Implications and Future Directions

The implications of DC-SVM are profound, providing a scalable approach to kernel SVM optimization that balances computational efficiency with predictive accuracy. This work sets the stage for further advancements in machine learning, particularly in scalable methods suited to large datasets. The algorithm’s adaptability suggests potential for extensions into other machine learning models burdened by similar computation and memory constraints. Moreover, the divide-and-conquer framework might inspire developments in distributed learning and parallel computing environments.

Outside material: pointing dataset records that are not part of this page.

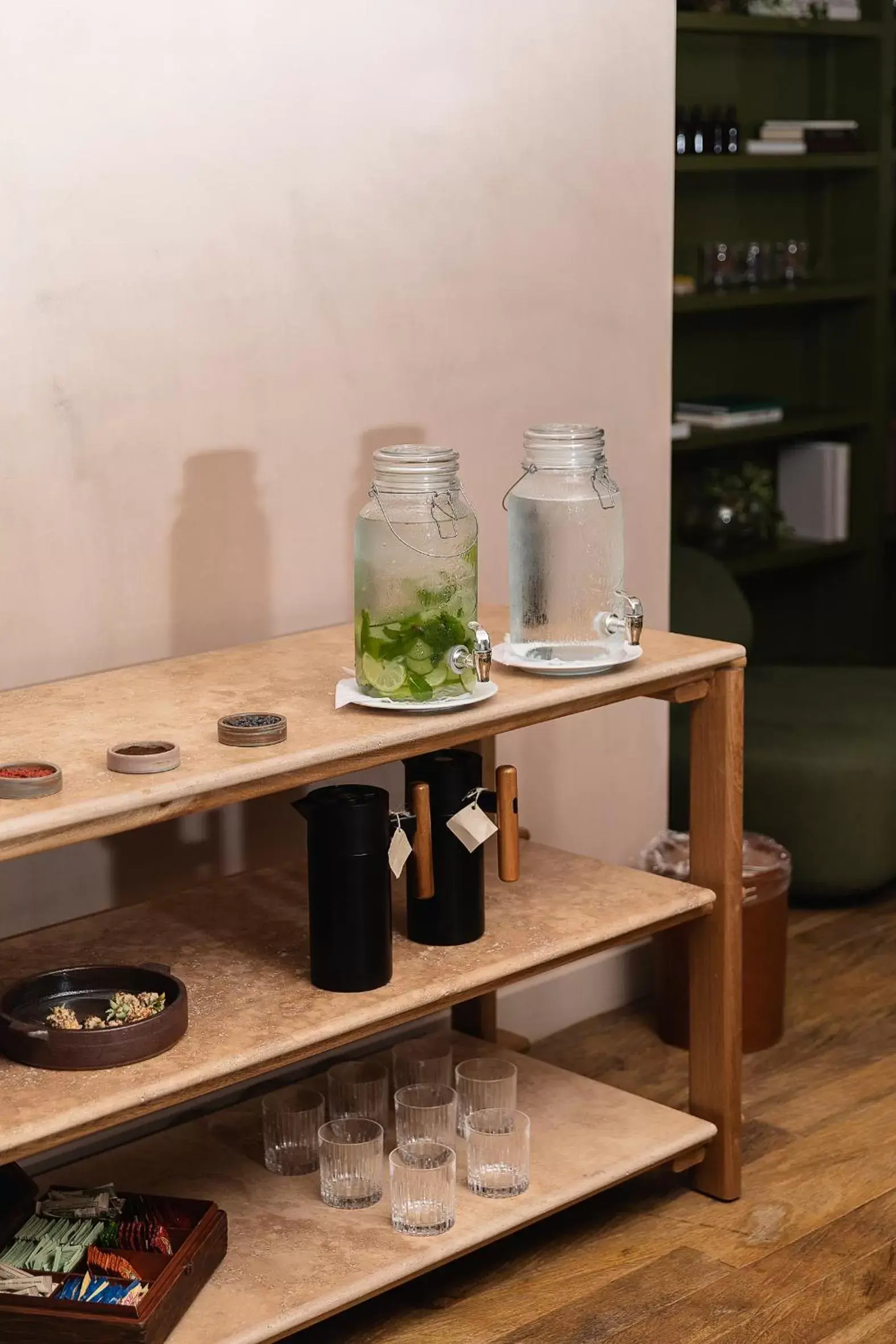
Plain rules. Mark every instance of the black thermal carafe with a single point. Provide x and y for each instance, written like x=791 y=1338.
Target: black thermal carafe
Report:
x=455 y=913
x=350 y=889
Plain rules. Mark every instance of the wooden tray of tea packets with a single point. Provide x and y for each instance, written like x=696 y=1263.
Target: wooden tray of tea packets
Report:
x=194 y=1229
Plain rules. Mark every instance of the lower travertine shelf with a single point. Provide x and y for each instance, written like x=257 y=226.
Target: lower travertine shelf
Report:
x=293 y=1261
x=241 y=945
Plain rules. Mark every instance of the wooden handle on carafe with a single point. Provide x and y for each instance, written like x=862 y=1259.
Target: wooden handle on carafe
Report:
x=423 y=842
x=508 y=821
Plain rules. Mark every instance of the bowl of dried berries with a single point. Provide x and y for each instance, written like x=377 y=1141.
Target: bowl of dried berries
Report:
x=93 y=1016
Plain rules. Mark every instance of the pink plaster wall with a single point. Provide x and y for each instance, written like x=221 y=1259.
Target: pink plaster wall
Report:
x=245 y=244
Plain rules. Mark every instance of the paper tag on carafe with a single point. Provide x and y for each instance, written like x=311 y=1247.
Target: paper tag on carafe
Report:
x=472 y=826
x=399 y=851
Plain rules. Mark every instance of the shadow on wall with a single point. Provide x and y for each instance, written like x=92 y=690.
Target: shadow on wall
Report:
x=221 y=570
x=221 y=593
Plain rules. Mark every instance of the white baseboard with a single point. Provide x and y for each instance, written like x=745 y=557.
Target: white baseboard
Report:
x=559 y=999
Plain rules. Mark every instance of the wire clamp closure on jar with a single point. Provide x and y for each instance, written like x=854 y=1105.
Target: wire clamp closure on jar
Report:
x=444 y=515
x=602 y=484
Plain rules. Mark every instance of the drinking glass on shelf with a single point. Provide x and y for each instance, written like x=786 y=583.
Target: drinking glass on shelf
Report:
x=482 y=1083
x=426 y=1059
x=497 y=1152
x=422 y=1182
x=757 y=265
x=291 y=1122
x=791 y=261
x=425 y=1112
x=359 y=1088
x=719 y=266
x=351 y=1156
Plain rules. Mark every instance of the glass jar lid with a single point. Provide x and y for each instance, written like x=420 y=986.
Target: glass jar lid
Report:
x=563 y=447
x=415 y=467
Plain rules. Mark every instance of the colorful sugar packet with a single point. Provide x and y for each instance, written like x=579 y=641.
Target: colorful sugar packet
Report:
x=94 y=1288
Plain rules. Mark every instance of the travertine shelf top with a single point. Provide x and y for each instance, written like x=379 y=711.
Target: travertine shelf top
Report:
x=72 y=723
x=292 y=1261
x=241 y=947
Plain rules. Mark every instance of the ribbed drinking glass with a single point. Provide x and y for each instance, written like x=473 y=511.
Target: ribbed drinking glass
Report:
x=423 y=1112
x=426 y=1059
x=359 y=1089
x=291 y=1122
x=422 y=1179
x=482 y=1083
x=351 y=1155
x=497 y=1152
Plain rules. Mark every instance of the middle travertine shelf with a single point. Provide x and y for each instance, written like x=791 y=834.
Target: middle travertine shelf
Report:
x=241 y=947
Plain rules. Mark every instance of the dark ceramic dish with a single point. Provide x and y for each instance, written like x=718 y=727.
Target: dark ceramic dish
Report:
x=26 y=1037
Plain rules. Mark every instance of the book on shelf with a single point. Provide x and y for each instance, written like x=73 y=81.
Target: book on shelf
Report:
x=730 y=413
x=813 y=489
x=847 y=10
x=777 y=147
x=817 y=136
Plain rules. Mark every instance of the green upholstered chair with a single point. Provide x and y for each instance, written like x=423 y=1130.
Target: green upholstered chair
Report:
x=820 y=748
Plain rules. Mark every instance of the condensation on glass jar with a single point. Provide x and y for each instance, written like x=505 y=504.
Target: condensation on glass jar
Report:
x=566 y=550
x=415 y=577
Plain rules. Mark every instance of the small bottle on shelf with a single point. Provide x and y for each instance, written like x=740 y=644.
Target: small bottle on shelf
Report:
x=731 y=131
x=682 y=131
x=718 y=132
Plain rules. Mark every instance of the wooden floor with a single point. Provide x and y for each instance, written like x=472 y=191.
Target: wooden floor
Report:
x=806 y=1257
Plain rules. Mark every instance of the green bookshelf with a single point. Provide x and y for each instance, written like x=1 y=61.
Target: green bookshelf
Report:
x=796 y=425
x=860 y=160
x=754 y=27
x=790 y=554
x=825 y=350
x=726 y=300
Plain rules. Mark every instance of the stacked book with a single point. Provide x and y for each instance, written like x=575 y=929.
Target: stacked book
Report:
x=730 y=413
x=813 y=491
x=805 y=138
x=806 y=9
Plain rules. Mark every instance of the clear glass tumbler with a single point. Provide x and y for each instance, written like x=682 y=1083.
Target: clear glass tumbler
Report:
x=291 y=1122
x=426 y=1059
x=423 y=1112
x=351 y=1155
x=497 y=1152
x=482 y=1083
x=422 y=1179
x=359 y=1089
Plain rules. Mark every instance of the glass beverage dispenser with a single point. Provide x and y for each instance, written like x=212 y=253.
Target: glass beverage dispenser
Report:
x=566 y=547
x=415 y=580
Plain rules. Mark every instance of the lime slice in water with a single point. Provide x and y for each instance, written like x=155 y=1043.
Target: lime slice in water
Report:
x=383 y=677
x=421 y=652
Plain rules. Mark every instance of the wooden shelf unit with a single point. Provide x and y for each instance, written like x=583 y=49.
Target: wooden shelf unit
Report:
x=250 y=933
x=291 y=1261
x=242 y=955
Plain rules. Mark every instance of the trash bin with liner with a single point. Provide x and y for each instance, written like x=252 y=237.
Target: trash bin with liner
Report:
x=766 y=878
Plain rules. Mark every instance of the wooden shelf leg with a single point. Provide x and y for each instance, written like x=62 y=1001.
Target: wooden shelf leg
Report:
x=480 y=1016
x=716 y=862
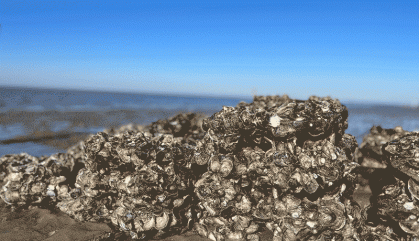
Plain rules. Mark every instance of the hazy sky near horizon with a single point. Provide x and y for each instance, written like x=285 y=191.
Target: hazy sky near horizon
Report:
x=352 y=50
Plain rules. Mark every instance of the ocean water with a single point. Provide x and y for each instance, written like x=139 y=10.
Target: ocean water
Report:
x=26 y=112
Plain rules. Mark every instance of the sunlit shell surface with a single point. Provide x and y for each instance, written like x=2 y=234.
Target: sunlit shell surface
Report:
x=277 y=162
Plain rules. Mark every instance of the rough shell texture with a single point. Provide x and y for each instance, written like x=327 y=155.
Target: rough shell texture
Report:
x=31 y=180
x=394 y=210
x=370 y=151
x=277 y=162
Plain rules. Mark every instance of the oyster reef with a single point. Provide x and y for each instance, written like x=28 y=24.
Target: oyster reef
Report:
x=276 y=163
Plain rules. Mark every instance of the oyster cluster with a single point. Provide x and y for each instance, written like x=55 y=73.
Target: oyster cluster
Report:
x=370 y=153
x=30 y=180
x=281 y=163
x=394 y=210
x=278 y=163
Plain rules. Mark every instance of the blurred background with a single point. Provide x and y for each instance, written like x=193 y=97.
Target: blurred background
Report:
x=71 y=68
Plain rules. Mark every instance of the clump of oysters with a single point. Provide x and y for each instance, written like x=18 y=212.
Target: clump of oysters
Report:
x=276 y=163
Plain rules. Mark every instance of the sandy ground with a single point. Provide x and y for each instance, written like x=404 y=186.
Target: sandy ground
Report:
x=43 y=224
x=51 y=225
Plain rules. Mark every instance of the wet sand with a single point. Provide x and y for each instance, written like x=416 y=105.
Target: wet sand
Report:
x=53 y=225
x=44 y=224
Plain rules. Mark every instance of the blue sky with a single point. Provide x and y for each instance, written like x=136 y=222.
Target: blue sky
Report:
x=351 y=50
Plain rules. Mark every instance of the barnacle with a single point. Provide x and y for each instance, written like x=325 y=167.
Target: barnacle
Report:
x=370 y=150
x=396 y=206
x=277 y=162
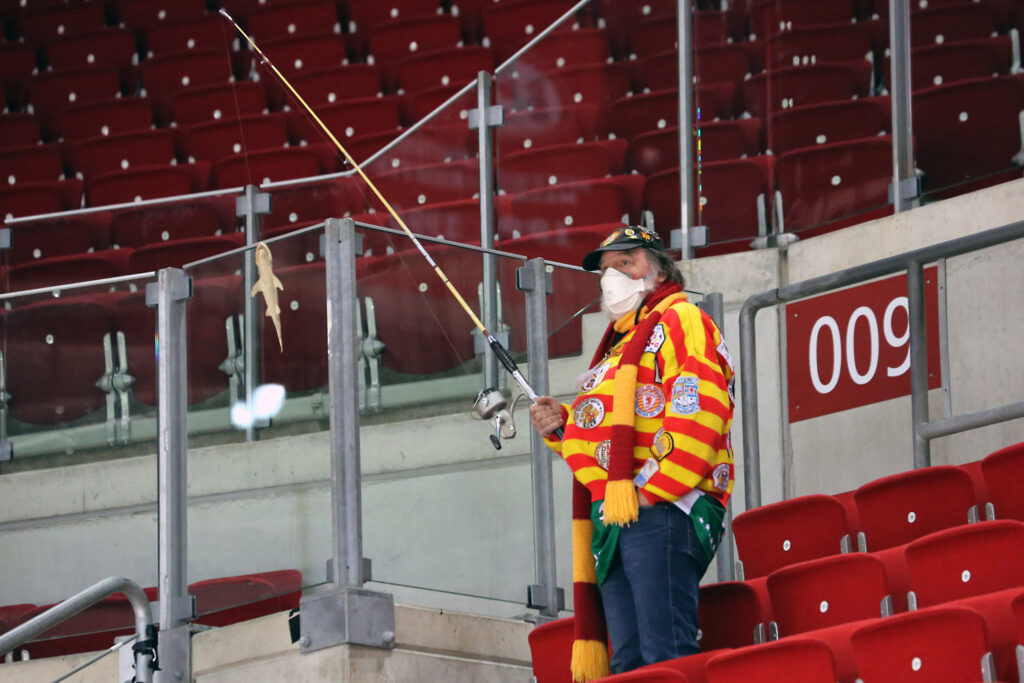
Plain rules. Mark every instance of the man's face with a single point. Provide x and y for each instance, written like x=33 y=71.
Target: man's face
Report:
x=633 y=262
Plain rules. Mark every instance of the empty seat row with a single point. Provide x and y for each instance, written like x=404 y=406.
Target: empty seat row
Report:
x=881 y=514
x=829 y=599
x=218 y=602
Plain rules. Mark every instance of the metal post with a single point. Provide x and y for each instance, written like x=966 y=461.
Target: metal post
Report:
x=250 y=206
x=342 y=611
x=486 y=117
x=169 y=294
x=686 y=194
x=904 y=187
x=545 y=595
x=919 y=361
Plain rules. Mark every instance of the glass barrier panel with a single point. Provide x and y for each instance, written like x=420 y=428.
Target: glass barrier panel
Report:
x=442 y=509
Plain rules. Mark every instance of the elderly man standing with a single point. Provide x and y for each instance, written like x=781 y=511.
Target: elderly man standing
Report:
x=647 y=439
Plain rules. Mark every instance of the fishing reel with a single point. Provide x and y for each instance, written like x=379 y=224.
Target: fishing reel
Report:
x=491 y=404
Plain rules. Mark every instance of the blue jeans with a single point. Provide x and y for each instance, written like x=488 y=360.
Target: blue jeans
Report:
x=650 y=593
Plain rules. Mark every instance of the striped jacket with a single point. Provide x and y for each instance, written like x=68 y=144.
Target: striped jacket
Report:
x=683 y=407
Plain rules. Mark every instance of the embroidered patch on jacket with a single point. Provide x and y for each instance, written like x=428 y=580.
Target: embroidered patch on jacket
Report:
x=685 y=399
x=589 y=413
x=650 y=400
x=720 y=477
x=655 y=340
x=664 y=443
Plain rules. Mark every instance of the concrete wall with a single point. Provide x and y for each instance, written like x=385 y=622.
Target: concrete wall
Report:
x=444 y=511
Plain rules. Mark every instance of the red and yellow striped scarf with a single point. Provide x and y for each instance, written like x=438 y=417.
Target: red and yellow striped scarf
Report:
x=590 y=653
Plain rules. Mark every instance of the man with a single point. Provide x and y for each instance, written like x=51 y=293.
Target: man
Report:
x=647 y=439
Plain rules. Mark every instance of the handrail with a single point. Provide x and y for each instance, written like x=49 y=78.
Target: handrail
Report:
x=912 y=261
x=145 y=631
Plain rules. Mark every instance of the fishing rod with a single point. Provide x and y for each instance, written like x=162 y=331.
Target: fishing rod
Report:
x=496 y=346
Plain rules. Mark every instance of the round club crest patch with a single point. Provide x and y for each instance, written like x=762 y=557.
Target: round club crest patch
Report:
x=589 y=413
x=664 y=443
x=650 y=400
x=603 y=454
x=720 y=477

Future research could explore adaptive strategies for clustering based on real-time feedback from the solver performance or extend these models to non-stationary datasets typical in real-world applications, where data distribution changes over time. Another avenue for investigation is the integration of DC-SVM within ensembles with other machine learning techniques to enhance performance on specific tasks like feature selection or dimensionality reduction.

In summary, this paper makes a compelling case for DC-SVM as an effective strategy for large-scale kernel SVM optimization, combining theoretical rigor with robust empirical results. Future work in AI and machine learning could substantially build upon this framework to tackle scalability challenges inherent in other complex models and data structures.